Eine steinige Piste führte schräg den Hügel hoch, gesäumt von Feigenkakteen und staubigen Büschen. Eine Brise trug den Duft von Algen und Erde hinauf bis zum Kamm. Das Rauschen des Meeres verzog sich mit jedem Schritt in die Ferne. Tiefe Stille legte sich darüber, bis auf eine Biene, eine Fliege oder das Zwitschern von Spitzhaubenvögeln, die zwischen dem kargen Grün umher tippelten. Oben bot sich eine atemberaubende Aussicht: hinter mir die Sahara, vor mir der Atlantik, und zu Füßen Sidi Ifni. Aus den weißen Wänden stachen blaue Türen, blaue Fensterläden, blaue Borde, überdacht von sandfarbenen Terrassen. Da und dort ragte ein Minarett heraus. Von irgendwo krähte ein Hahn, schlug ein Hammer, schrie ein Kind, heulte ein Moped auf. Irgendwo da unten musste Nora sein. Bei meiner Abreise hatte ich kein konkretes Ziel vor Augen gehabt. Zeichen, Hinweise oder Menschen sollten mich führen. Ich hatte Nora auf der Überfahrt von Barcelona nach Tanger kennen gelernt, mit ihr ein paar Worte gewechselt. Sie war es gewesen, die mich auf Sidi Ifni aufmerksam gemacht hatte. Etwas Geheimnisvolles hatte da durchgeschimmert, und das betraf sowohl sie selbst als auch die kleine kompakte Stadt da unten. Aber das Gespräch war schon bald versandet. Es schien, als wollte sie alleine sein, als wäre sie mit einer Geschichte belastet, die sie mit niemandem teilen wollte. Bloß in ein paar knappen Sätzen hatte sie gewisse Dinge angedeutet. Beispielsweise dass sie mit einem Berber verheiratet sei. Offensichtlich stimmte da etwas nicht. Es hörte sich an, als würde sich eine Katastrophe anbahnen.

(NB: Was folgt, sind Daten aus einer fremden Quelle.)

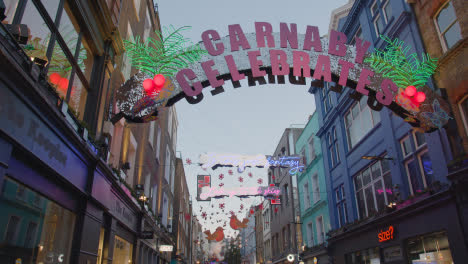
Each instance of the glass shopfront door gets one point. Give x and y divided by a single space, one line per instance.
122 251
33 229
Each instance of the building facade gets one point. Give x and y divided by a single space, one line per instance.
83 190
260 250
388 176
266 211
313 194
285 232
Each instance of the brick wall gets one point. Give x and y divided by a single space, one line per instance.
453 70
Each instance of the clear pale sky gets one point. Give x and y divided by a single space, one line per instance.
246 120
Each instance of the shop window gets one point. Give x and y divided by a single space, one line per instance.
463 106
374 189
374 8
35 234
306 196
378 25
387 11
448 26
10 10
367 256
316 187
418 164
122 251
311 149
341 205
432 248
39 32
359 120
100 246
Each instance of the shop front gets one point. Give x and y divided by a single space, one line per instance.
428 231
42 178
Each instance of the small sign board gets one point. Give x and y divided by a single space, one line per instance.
166 248
147 235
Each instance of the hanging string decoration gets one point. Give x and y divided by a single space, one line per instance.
236 224
411 75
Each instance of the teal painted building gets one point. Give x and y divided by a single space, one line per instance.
312 191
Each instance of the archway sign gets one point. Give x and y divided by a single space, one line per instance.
266 57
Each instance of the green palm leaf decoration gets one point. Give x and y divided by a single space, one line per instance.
402 68
166 55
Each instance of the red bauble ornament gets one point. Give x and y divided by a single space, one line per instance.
410 91
54 78
159 81
148 85
63 84
420 97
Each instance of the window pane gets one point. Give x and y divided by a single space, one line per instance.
376 173
388 184
406 144
388 10
39 33
361 206
69 30
415 178
453 35
446 17
366 177
426 164
370 200
385 165
51 6
433 248
420 139
78 97
86 60
379 194
40 234
59 71
375 117
10 9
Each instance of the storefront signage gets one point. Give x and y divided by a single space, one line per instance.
203 181
386 235
28 129
218 192
147 235
166 248
214 160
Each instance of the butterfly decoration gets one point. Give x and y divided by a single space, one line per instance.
438 117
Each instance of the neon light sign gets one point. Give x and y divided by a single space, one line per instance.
219 192
293 162
386 235
214 161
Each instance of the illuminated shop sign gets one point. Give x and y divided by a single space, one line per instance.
219 192
214 160
166 248
386 235
202 182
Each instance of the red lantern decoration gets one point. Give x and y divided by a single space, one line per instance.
63 84
159 81
54 78
420 97
410 91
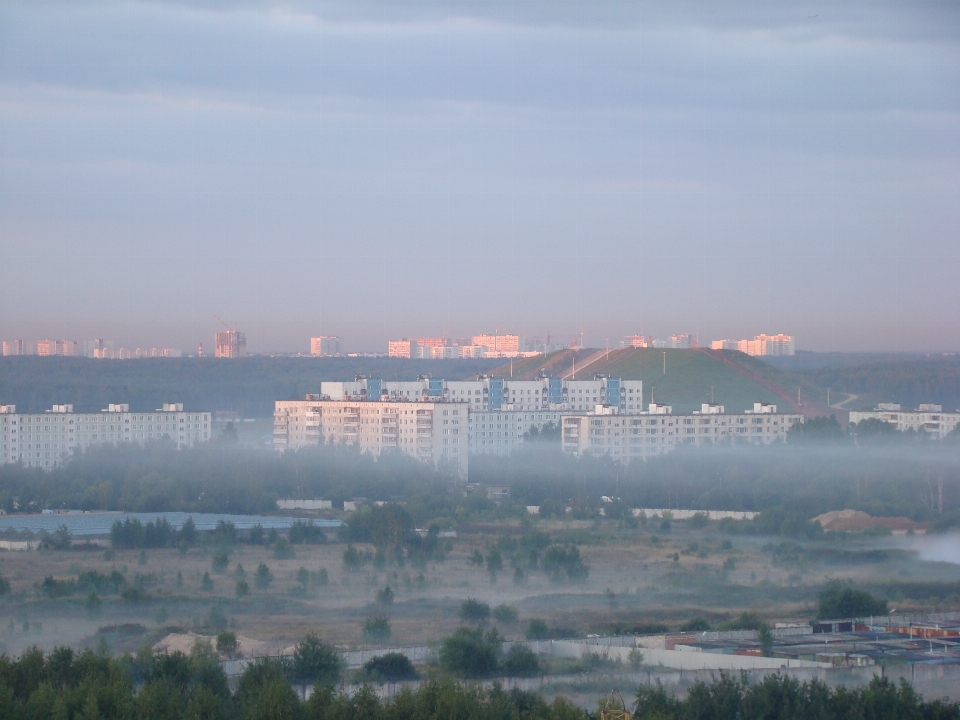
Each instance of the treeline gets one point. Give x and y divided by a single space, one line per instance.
789 483
906 380
178 686
249 385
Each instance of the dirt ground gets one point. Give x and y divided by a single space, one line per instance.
634 578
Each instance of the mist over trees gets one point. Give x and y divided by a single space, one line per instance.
919 480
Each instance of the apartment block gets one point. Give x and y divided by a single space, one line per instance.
47 439
65 348
435 348
631 437
761 345
14 347
230 344
927 418
325 346
434 432
488 393
502 432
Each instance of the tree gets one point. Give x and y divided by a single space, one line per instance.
376 629
506 614
472 611
385 597
227 644
470 653
836 601
392 667
263 576
537 630
314 661
241 589
353 559
520 662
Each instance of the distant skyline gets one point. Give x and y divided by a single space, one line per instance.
375 170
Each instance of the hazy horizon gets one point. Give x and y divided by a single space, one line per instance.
376 171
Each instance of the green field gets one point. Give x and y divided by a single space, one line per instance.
690 379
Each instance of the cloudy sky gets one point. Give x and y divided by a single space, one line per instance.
400 169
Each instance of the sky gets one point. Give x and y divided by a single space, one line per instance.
379 170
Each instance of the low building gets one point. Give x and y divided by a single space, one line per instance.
927 418
429 431
604 431
14 347
488 393
325 346
230 344
501 432
760 346
47 439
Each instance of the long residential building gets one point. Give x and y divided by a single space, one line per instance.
429 431
47 439
488 394
927 418
629 437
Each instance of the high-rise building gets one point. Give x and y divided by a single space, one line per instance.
13 347
46 440
429 431
230 344
402 348
67 348
325 346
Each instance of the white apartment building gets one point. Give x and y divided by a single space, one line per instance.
486 393
761 345
14 347
47 439
927 418
429 431
630 437
325 346
500 432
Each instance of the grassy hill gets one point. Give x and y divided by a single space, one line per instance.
247 385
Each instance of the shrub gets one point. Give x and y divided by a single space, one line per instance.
385 596
521 662
470 653
506 614
836 601
314 661
376 629
242 589
282 549
304 531
353 559
560 561
263 576
392 667
472 611
227 644
537 630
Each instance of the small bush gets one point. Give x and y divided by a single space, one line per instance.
377 629
263 576
392 667
506 614
521 662
473 611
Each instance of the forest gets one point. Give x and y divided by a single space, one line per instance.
919 480
92 685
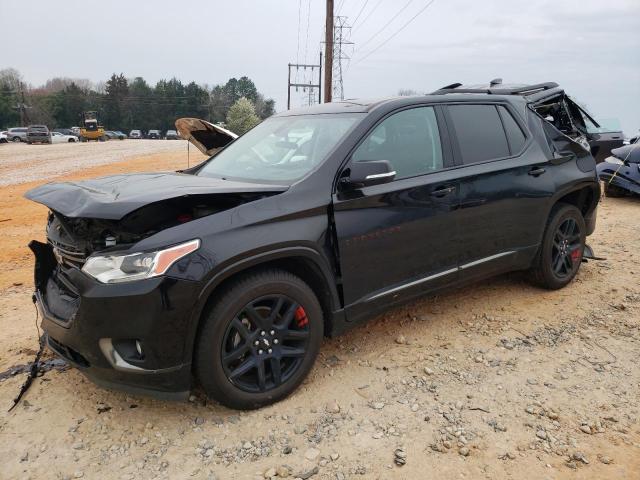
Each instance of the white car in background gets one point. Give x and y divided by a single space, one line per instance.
57 137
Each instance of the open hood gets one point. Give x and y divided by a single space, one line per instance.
207 137
114 197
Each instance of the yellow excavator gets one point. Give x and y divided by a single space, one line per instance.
90 130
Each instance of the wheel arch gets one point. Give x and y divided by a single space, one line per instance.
306 263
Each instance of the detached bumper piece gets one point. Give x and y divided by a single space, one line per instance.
130 337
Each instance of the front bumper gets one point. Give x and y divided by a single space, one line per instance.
92 326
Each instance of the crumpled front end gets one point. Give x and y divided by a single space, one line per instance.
129 336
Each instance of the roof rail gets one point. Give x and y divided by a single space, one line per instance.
523 90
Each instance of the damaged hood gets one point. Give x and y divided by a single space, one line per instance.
113 197
207 137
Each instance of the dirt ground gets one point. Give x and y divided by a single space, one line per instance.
497 380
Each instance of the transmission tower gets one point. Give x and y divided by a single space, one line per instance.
341 38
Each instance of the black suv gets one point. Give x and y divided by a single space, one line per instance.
311 222
38 134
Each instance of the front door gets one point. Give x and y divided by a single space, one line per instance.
395 239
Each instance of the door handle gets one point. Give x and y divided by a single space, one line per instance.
441 192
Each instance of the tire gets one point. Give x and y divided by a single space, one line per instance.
560 254
613 191
289 345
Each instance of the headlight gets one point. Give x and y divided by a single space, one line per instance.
136 266
614 160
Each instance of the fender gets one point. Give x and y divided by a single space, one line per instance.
595 188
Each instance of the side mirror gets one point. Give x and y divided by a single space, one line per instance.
369 172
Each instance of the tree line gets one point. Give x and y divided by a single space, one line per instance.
125 104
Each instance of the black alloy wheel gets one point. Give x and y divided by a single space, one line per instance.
560 253
264 343
567 248
259 339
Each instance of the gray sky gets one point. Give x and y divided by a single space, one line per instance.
590 47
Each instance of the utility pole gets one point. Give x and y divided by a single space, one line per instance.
311 86
22 106
339 39
328 56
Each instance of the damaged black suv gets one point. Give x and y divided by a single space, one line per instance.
230 273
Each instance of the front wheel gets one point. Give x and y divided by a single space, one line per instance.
560 254
259 340
613 191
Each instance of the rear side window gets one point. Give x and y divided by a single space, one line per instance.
409 140
515 135
479 132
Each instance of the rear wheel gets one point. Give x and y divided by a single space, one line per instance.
260 340
560 254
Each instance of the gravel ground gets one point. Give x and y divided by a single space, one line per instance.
21 163
499 380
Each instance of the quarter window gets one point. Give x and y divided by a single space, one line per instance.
409 140
479 132
514 132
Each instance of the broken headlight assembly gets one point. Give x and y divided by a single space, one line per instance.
614 160
114 268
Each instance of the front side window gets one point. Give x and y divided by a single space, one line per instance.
479 132
281 149
409 140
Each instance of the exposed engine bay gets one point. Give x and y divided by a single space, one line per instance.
77 238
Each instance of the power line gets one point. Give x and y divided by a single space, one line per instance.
385 25
397 31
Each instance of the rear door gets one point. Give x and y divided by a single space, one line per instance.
395 240
504 187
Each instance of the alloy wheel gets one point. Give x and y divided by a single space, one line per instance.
265 343
567 248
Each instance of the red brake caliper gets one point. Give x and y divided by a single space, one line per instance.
575 255
301 317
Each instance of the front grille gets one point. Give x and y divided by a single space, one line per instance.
66 255
67 353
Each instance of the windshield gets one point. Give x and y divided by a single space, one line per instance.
281 149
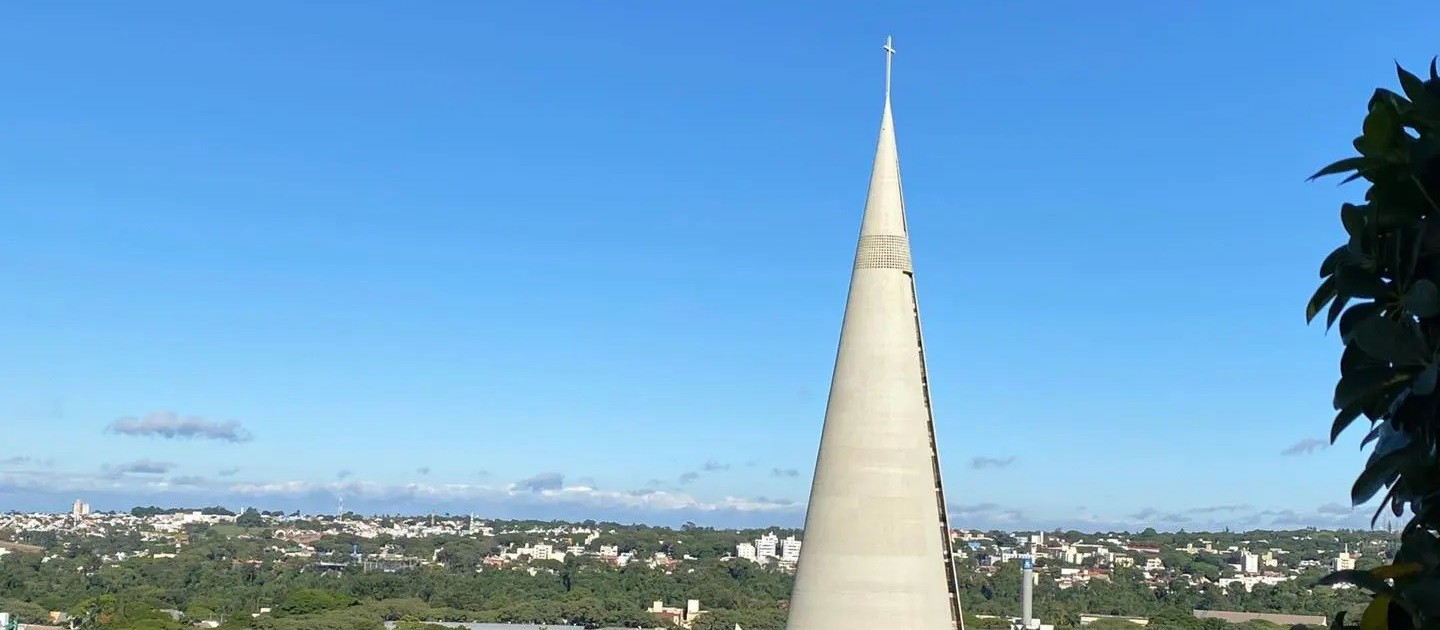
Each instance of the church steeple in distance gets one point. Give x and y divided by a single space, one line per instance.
877 550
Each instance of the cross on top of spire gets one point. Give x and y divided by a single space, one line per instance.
890 53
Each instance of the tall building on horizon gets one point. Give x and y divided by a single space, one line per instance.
877 548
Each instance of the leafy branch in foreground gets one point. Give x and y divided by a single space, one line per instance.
1383 291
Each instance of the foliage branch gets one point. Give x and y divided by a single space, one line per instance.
1381 289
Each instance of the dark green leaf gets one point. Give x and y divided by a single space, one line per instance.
1355 282
1341 299
1416 89
1344 166
1354 358
1424 383
1388 340
1352 217
1370 437
1378 473
1360 578
1334 259
1423 298
1322 297
1381 125
1339 622
1355 315
1360 386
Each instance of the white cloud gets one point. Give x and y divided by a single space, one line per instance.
172 426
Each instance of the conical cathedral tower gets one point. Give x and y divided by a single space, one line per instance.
877 547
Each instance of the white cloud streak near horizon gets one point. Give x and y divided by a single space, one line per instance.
552 496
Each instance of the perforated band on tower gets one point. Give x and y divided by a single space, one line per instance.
883 252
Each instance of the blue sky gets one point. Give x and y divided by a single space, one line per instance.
434 256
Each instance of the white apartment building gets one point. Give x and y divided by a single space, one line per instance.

In den folgenden Tagen streifte ich durch die Gassen, saß stundenlang in den Cafés, beobachtete das quirlige Leben, studierte die fremden Gesichter und die bunten Kleider. Und stets hoffte ich, Nora würde auftauchen. Die Stadt war zu klein, um einem bekannten Gesicht nicht früher oder später über den Weg zu laufen, und so war es auch. Eines Morgens, als ich in die Patisserie gegenüber dem ausgedienten Cinema Avenida trat, erkannte ich sofort die burgunderrote Windjacke, darüber das schlanke Profil mit den hohen Backenknochen, die dünne Nase, die zimtfarbene Ponyfrisur. Sie stand an der Kasse und kramte in einem ledernen Geldbeutel nach Kleingeld. Ihre Miene war von Ärger und Überdruss gezeichnet. Ein großgewachsener, breitschultriger Berber in hellgrauem Anzug und schwarzem T-Shirt sah ihr ungeduldig auf die Finger. In seiner Hand baumelte eine mit Gebäck gefüllte Papiertüte. Beide Gesichter wirkten grimmig, als hätten sie sich heftig gestritten.
»Hallo Nora«, sagte ich. »Du erinnerst dich doch?« Sie sah mich überrascht an. »Die Überfahrt auf der Fantastic«, fügte ich hinzu. Sie wirkte überrumpelt, der Mann betrachtete mich skeptisch.
»Fantastic?«, wiederholte er und sah Nora an, als stünde etwas Schmutziges hinter dem Wort. Sein drahtiges Haar glich einer Schuhbürste. Der Haaransatz reichte bis an die buschigen Brauen, und der Bartwuchs klebte wie ein Pelz auf seinem kantigen Gesicht und verlieh ihm einen dunklen Schatten.
»Ah, hallo«, murmelte sie endlich und versuchte freundlich zu sein. In ihrem Gehirn arbeitete es verbissen, als suchte sie einen Notausgang. »Was schaust du mich so an?«, fuhr sie den Mann an, der sie missbilligend taxierte.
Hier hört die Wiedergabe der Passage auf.